Case Study – Low throughput issue mitigation

Introduction

The complexity of today’s telecom networks—driven by 5G’s massive scale, distributed Radio Access Network (RAN) architectures, and virtualized infrastructure—makes operational reliability and proactive fault management both a necessity and a challenge. Static rules and threshold-based monitoring techniques, once the backbone of network assurance, are now insufficient as data velocity, volume, and variety continue to grow.

The Need for AI in Telecom Anomaly Detection

Modern telecom environments produce multi-dimensional, varied, and high-frequency telemetry streams, comprising KPIs from base stations, controllers, network functions, and end-user devices. These unstructured logs include throughput figures, error rates, radio signal conditions, and event histories. Relying on human analysis or simple metrics can leave blind spots and slow down the response to emerging problems.

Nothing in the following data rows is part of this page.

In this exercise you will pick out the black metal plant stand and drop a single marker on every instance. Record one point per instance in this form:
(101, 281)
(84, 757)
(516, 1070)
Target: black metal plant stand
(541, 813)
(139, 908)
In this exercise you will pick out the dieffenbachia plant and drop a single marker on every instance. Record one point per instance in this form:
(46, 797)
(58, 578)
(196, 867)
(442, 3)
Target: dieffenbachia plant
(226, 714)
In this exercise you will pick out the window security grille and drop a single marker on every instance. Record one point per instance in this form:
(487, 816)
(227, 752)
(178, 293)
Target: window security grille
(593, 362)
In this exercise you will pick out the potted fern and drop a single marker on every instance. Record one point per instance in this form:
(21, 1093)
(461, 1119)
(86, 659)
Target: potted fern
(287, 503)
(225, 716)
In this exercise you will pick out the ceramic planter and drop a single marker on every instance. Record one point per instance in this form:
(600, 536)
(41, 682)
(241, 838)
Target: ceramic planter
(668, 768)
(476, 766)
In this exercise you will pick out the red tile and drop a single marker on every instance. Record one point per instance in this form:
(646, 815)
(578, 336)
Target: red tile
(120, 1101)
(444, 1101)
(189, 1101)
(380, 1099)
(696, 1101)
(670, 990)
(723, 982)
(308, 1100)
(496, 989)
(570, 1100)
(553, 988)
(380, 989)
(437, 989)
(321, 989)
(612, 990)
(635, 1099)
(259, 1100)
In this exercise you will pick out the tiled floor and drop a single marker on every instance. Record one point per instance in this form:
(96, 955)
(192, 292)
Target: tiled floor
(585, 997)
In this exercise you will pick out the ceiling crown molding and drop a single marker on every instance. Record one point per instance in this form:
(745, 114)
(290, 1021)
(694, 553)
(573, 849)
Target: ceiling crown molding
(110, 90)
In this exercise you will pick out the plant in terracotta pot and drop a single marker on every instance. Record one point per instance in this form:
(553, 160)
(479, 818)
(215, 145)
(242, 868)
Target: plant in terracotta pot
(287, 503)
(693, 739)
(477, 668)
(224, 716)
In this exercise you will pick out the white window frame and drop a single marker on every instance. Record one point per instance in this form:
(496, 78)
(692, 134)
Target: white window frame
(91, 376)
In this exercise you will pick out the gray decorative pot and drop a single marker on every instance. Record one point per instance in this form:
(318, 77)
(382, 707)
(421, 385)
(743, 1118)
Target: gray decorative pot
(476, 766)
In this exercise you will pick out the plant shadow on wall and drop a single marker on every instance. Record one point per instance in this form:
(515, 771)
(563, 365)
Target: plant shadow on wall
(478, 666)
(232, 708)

AI and advanced machine learning (ML) frameworks bring several critical capabilities:

• Autonomous Real-Time Monitoring: ML models continuously observe incoming metrics across devices, cells, and network slices, capturing subtle signal degradation or performance dips.

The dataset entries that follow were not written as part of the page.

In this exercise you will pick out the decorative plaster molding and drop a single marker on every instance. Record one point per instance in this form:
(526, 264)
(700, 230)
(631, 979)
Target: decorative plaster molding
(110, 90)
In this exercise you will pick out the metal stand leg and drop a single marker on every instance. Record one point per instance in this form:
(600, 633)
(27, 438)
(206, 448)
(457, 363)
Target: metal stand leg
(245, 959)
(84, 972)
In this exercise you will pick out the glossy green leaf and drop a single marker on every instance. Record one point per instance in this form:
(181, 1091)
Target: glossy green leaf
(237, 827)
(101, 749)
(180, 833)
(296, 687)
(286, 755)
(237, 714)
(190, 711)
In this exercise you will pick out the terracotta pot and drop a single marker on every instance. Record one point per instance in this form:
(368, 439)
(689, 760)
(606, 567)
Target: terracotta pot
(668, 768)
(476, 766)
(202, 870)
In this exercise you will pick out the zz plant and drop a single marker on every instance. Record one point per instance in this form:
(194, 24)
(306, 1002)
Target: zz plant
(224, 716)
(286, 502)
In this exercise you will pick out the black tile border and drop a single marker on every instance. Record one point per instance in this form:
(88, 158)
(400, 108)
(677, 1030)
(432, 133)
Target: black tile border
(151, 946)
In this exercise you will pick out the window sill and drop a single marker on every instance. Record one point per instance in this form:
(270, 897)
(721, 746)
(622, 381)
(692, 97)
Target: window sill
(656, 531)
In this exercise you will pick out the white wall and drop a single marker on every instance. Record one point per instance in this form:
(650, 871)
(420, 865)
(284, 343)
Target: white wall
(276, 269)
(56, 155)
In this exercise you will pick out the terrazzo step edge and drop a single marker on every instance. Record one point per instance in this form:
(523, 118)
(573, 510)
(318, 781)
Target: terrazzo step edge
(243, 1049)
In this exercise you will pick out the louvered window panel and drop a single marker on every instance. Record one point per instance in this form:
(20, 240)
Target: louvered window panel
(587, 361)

• Proactive Anomaly Detection: Instead of responding after service impact, AI algorithms flag outliers, abnormal time series, and rare event correlations as soon as they emerge, enabling instant alerts and rapid investigation.

• Adaptive Learning and Scalability: Algorithms evolve with network changes, learning new patterns of normality and adjusting to dynamic operational baselines, without manual threshold updating.

Methods: Machine Learning Models and Evaluation Metrics

To establish a sound AI-driven anomaly detection system, selecting appropriate ML models and evaluation metrics is essential.

Machine Learning Models Used

• Unsupervised Models:

  • Isolation Forest: Detects anomalies by isolating data points with fewer splits in the feature space, ideal for unlabeled telecom KPI data.

  • Autoencoders: Neural networks that learn to reconstruct input features; high reconstruction error indicates anomaly.

  • Clustering Techniques: Algorithms such as DBSCAN or k-means mark sparse or divergent clusters as anomalies.

• Supervised Classification Models:

  • Random Forest, Gradient Boosting, Support Vector Machines: Used when historical labeled data on normal/anomalous states is available.

  • These models classify new instances based on learned patterns of degradation or faults.

• Hybrid Models:

  • Ensembles or multi-stage pipelines combining unsupervised detection for initial triggers and supervised classification for validation and fault categorization.

Evaluation Metrics for Anomaly Detection

Evaluating model performance meaningfully requires metrics aligned with telecom operational goals:

• Precision and Recall:

  • Precision measures the fraction of detected anomalies that are true anomalies.

  • Recall measures how many true anomalies were detected by the model.

  • Often, there’s a trade-off: increasing sensitivity improves recall but may increase false alarms.

• F1 Score:

  • Harmonic mean of precision and recall, balancing both aspects.

  • Useful when the cost of false positives and false negatives is comparable.

• Accuracy:

  • Overall fraction of correct predictions but may be misleading with imbalanced data.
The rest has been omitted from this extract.